Since then depersonalization’s reputation of being obscure, peculiar and inexplicable has remained intact. Following the mainstream of science, anatomical, electrophysiological, genetic, psychoanalytic, biochemical, adaptational and other approaches have contributed to the search for certainty and clarity about depersonalization. Unfortunately, almost the same dynamics characterized the treatment of depersonalization. Even though few do enjoy full recovery, even without treatment, the great majority of people with depersonalization continue to carry signs - sometimes extremely painful and burdensome - of this disorder throughout many years of life. My clinical experience of treating people with depersonalization suggests that work on understanding oneself helps to go through life with depersonalization. And here Amiel’s diary offers a measure of support.

The term of ‘depersonalization’ is applied to quite a wide spectrum of conditions developed in people with different personality traits, in different circumstances and presenting with different signs. The diagnosis of depersonalization might also be applied to quite a wide range of clinically heterogeneous conditions. Depersonalization as it was originally described by Amiel seems to be a form of hypertrophy of reflection. A person with this type of depersonalization is usually preoccupied with “big” philosophical questions about himself, world, reality and the purpose of life. Amiel’s treatise shows how such reflection gives rise to both painful feeling of unreality that forms the core of depersonalization, and also an enlightening search for authenticity that makes life more meaningful.

In a clinical sense, Amiel’s book offers a touching portrait of one of the classical types of person with depersonalization: a dreamer with an intense inner life, rich fantasy and overpowering imagination. Prone to anxiety, overwhelmed by doubts, vulnerable and frequently somatically compromised (headaches, migraines, asthma, allergy, respiratory infections, gastrointestinal irritability, etc) such a person often finds comfort in art or nature, and in some cases can be involved in conscious-exploration via mind-altering substances or extreme activities. Acutely sensitive, sharply observant, preoccupied by introspection, somewhat timid, but also romantic and heroic, such a person is driven by dreams and ideals rather than reason and comfort. Amiel’s form of depersonalization tends to be associated with introspection, anxiety, obsessions, phobias, dysthymia and traits of introversion.

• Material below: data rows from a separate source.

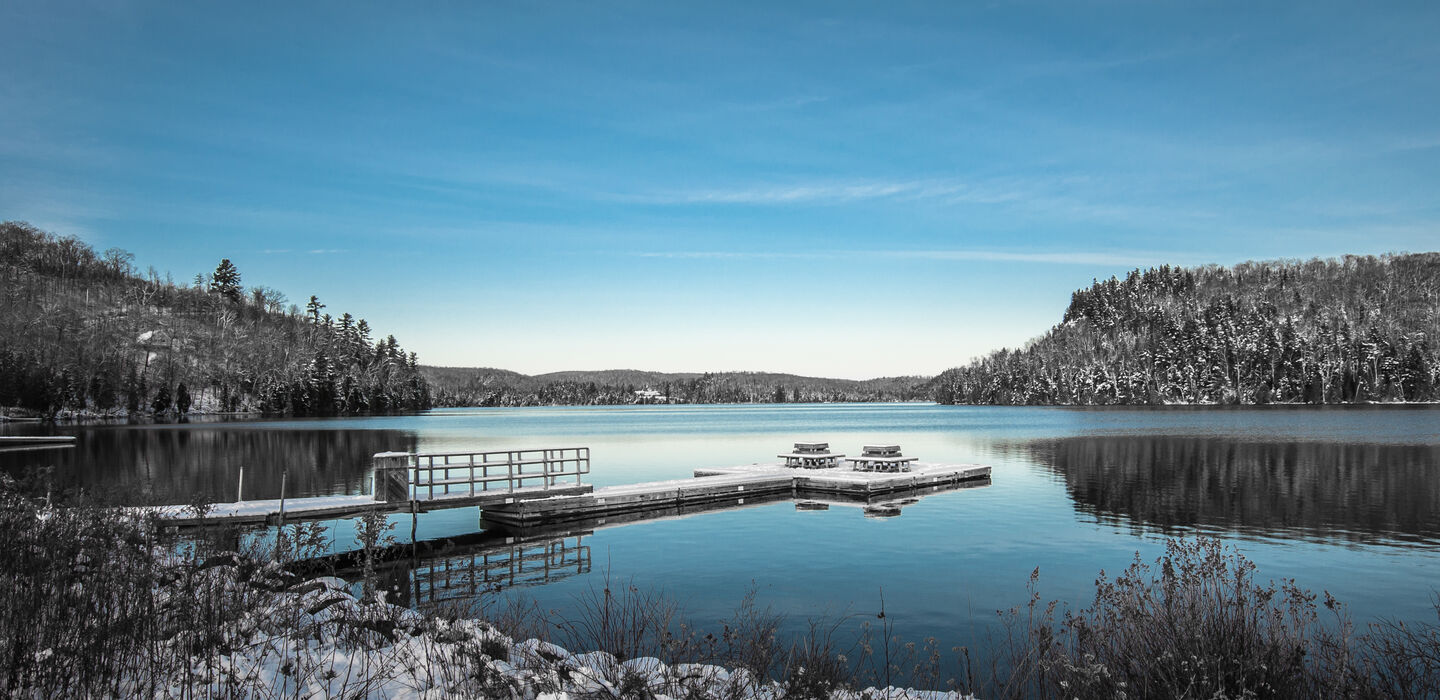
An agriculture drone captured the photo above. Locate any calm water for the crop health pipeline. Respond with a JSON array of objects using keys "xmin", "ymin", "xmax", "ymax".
[{"xmin": 0, "ymin": 405, "xmax": 1440, "ymax": 659}]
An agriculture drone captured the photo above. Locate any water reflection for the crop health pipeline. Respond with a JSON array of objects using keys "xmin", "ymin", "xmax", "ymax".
[
  {"xmin": 1025, "ymin": 436, "xmax": 1440, "ymax": 542},
  {"xmin": 0, "ymin": 423, "xmax": 416, "ymax": 504},
  {"xmin": 376, "ymin": 530, "xmax": 590, "ymax": 615}
]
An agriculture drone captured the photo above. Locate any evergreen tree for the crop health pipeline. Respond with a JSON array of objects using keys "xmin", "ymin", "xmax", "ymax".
[{"xmin": 210, "ymin": 258, "xmax": 242, "ymax": 304}]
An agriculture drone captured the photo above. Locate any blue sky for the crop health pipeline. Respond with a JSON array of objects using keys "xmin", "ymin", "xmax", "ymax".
[{"xmin": 0, "ymin": 1, "xmax": 1440, "ymax": 377}]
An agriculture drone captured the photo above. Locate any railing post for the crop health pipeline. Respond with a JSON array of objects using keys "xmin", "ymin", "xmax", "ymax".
[{"xmin": 374, "ymin": 452, "xmax": 410, "ymax": 503}]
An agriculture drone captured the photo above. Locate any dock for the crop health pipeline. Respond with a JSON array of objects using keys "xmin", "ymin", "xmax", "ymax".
[
  {"xmin": 481, "ymin": 462, "xmax": 991, "ymax": 527},
  {"xmin": 156, "ymin": 448, "xmax": 991, "ymax": 530},
  {"xmin": 0, "ymin": 435, "xmax": 75, "ymax": 452}
]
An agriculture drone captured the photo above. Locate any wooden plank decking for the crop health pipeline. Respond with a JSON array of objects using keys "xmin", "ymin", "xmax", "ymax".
[
  {"xmin": 481, "ymin": 464, "xmax": 991, "ymax": 527},
  {"xmin": 158, "ymin": 448, "xmax": 991, "ymax": 527}
]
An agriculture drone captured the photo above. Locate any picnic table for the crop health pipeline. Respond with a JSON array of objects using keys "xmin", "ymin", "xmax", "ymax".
[
  {"xmin": 845, "ymin": 445, "xmax": 916, "ymax": 471},
  {"xmin": 776, "ymin": 442, "xmax": 845, "ymax": 470}
]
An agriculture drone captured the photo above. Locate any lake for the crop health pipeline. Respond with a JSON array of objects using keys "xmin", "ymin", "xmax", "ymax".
[{"xmin": 0, "ymin": 403, "xmax": 1440, "ymax": 665}]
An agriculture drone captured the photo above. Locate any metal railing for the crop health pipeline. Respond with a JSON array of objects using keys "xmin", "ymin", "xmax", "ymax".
[{"xmin": 374, "ymin": 448, "xmax": 590, "ymax": 501}]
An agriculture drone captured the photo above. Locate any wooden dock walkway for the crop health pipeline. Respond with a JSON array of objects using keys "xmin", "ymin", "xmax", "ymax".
[
  {"xmin": 481, "ymin": 464, "xmax": 991, "ymax": 527},
  {"xmin": 158, "ymin": 448, "xmax": 991, "ymax": 529},
  {"xmin": 0, "ymin": 435, "xmax": 75, "ymax": 452},
  {"xmin": 157, "ymin": 448, "xmax": 595, "ymax": 527}
]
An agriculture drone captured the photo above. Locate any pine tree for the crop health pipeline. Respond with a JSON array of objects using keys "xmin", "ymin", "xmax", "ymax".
[{"xmin": 210, "ymin": 258, "xmax": 242, "ymax": 304}]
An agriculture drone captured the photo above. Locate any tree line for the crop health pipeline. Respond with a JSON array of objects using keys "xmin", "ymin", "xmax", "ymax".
[
  {"xmin": 0, "ymin": 222, "xmax": 431, "ymax": 416},
  {"xmin": 422, "ymin": 367, "xmax": 926, "ymax": 406},
  {"xmin": 930, "ymin": 253, "xmax": 1440, "ymax": 405}
]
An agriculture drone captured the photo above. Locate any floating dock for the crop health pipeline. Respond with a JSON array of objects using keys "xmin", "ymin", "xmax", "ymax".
[
  {"xmin": 0, "ymin": 435, "xmax": 75, "ymax": 452},
  {"xmin": 481, "ymin": 464, "xmax": 991, "ymax": 527},
  {"xmin": 156, "ymin": 448, "xmax": 991, "ymax": 530}
]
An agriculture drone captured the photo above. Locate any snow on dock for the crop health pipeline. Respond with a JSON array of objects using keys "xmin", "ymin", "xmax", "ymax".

Amiel gave voice to depersonalization. Today, having all varieties of encyclopedias, manuals, treatises, books, internet sites and pharmaceutical booklets on depersonalization, we still learn about the pains and hopes of depersonalization from his words: “I am a spectator, so to speak, of the molecular whirlwind which men call individual life; I am conscious of an incessant metamorphosis, an irresistible movement of existence, which is going on within me – and this phenomenology of myself serves as a window opened upon the mystery of the world.”